I always thank you so much for your advice and the time you dedicate to me. I'll be waiting.

ArtRand commented 7 months ago

Hello @Macdot3,

Thanks for sending these results over. The 10% threshold in all of the samples is ~0.9, which is what I would expect. The minimum value you're seeing is the minimum value bin. The file you're looking at is a histogram so what this means is you have at least 1 call with that probability. I'll clarify the documentation on the contents of these files. This is also what I would expect since there are 3 classes, so if the model cannot make a call it will have a probability of ~33% (random guess). The mod_qual is the probability the model has assigned to the call or modification code.

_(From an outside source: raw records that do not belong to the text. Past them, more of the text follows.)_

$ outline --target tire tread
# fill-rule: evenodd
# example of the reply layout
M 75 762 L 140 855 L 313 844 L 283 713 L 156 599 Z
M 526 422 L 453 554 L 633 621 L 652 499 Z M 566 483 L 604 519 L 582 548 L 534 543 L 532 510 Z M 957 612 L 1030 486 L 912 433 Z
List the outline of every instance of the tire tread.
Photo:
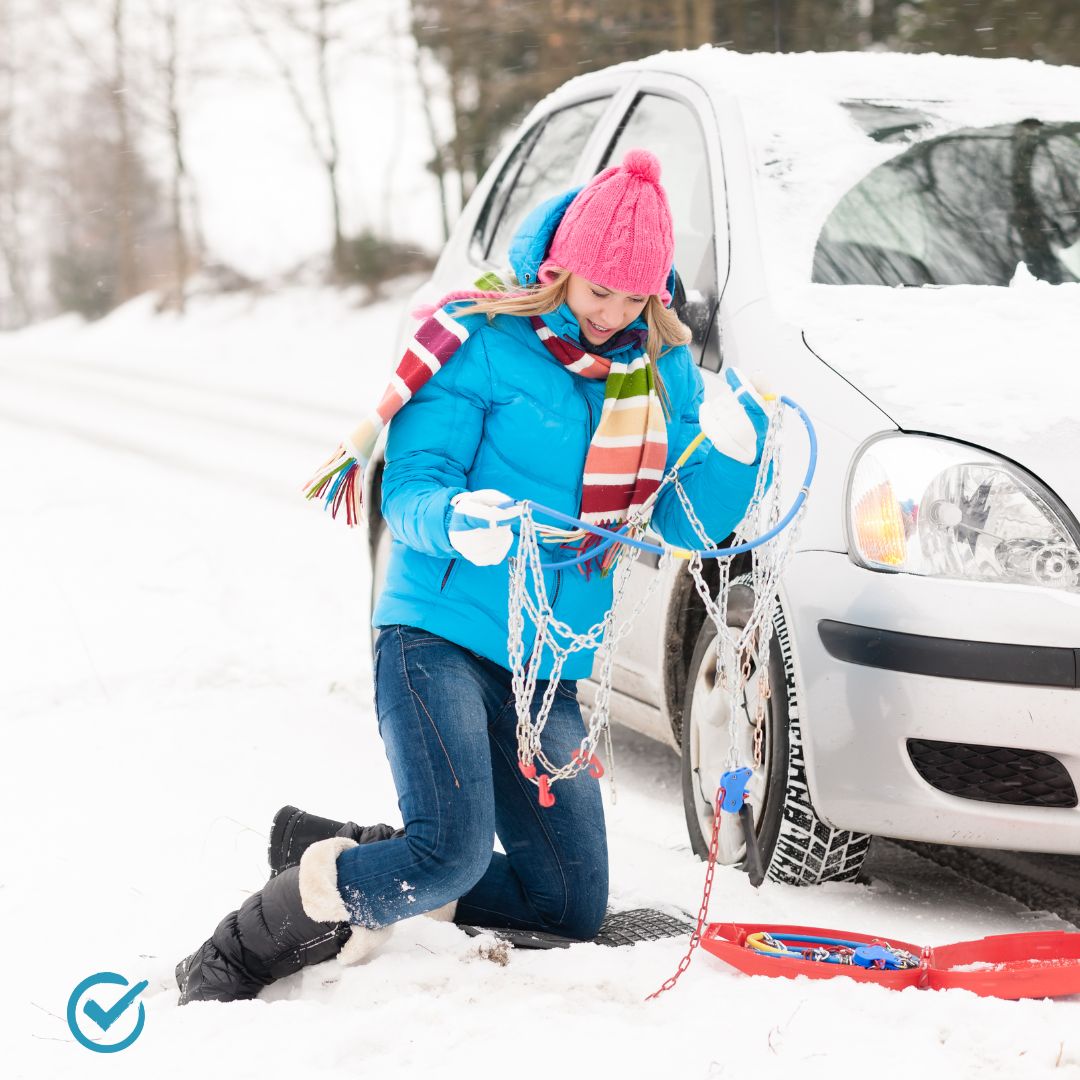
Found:
M 787 885 L 819 885 L 825 881 L 854 881 L 870 850 L 866 833 L 836 829 L 822 821 L 810 801 L 803 752 L 798 698 L 795 696 L 795 668 L 786 624 L 777 621 L 776 643 L 787 676 L 788 777 L 784 815 L 769 861 L 771 881 Z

If you're tying to determine false positive rates per strand by sequencing PCR samples, I would still recommend using modkit pileup then separating the (+) and (-) strand rows. The empirical estimate of the FPR is sum(N_mod) / sum(N_valid_coverage).

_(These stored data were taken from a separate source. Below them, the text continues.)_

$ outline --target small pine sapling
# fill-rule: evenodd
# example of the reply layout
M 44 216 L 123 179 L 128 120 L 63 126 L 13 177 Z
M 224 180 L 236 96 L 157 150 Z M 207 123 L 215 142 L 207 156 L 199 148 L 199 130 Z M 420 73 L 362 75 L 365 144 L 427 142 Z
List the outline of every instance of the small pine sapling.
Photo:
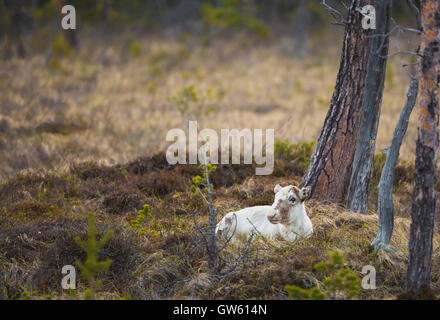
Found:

Macdot3 commented 7 months ago

Thank you very much, @ArtRand , for your advice. If you could clarify the documentation on this part, it would be fantastic, and I appreciate it. I'm running the analysis with pileupusing the threshold I estimated as you suggested, but with a different reference (only mtDNA) from the first time (hg38) where I found % values from pileup of only 0 and 100, as we discussed in a comment #133. I'll keep you updated on this to see what I get. Also, I wanted to ask you, in your algorithm for estimating the threshold, as q=argmax(P)does mod_qual perhaps correspond to P or Pm or is it somehow implicated in this q estimation? It seems to me that from the documentation and from how you explain it, they could be similar concepts, or are they different measures? Thank you very much for your clarification and for your help.

ArtRand commented 7 months ago

Hello @Macdot3,

The mod_qual is the probability of a specific modification (for example 5mC or 5hmC). Then the canonical probability is 1 - sum(P_mod). Please refer to section 1.7 of the SAMTags specification for details.